Weber connects the emergence of such beliefs with the spread of Protestantism in Europe: Protestantism (especially Calvinism) proclaims the person to be nothing but God's instrument, and success in business is evidence of one’s own chosenness. Hence the logical necessity and the need to work tirelessly .

True, over time, religious motivation has weakened considerably, and in the 21st century, other mechanisms are already working, pushing for tireless work (see consumerism). The problem is that for the stability of the capitalist structure it is necessary for the Franklin principles to be accepted by the majority of the population.

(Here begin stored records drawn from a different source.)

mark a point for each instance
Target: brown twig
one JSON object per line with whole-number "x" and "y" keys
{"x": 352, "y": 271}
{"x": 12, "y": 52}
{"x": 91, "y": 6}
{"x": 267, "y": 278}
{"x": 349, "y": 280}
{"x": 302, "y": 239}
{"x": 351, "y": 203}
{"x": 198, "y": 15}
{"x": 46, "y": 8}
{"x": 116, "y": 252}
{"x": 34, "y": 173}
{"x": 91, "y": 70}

There is a famous economic paradox (I don’t remember who the author is), something like this: let a worker work 10 hours a day and collect 5 buckets of apples, getting 200 rubles for each; if you increase his payment to 250 rubles, then, instead of picking up even more apples, he will collect less: 4 buckets a day, get the same thousand, but for 8 hours of work, and spend free time with his family and relax ; I mean, raising wages in conditions of non-Franklin motivation is meaningless, and indeed many market mechanisms do not work.

Therefore, my dear friends, decide for yourself how you prefer - to believe in free competition, the market and the associated liberal values ​​and take every minute spent in idleness, a loss - or assume that money is not the main motivator and appreciate your little comforts and comfort is above them, thereby rejecting the basic principles of building a Western society and not resenting that everything is not like that of people.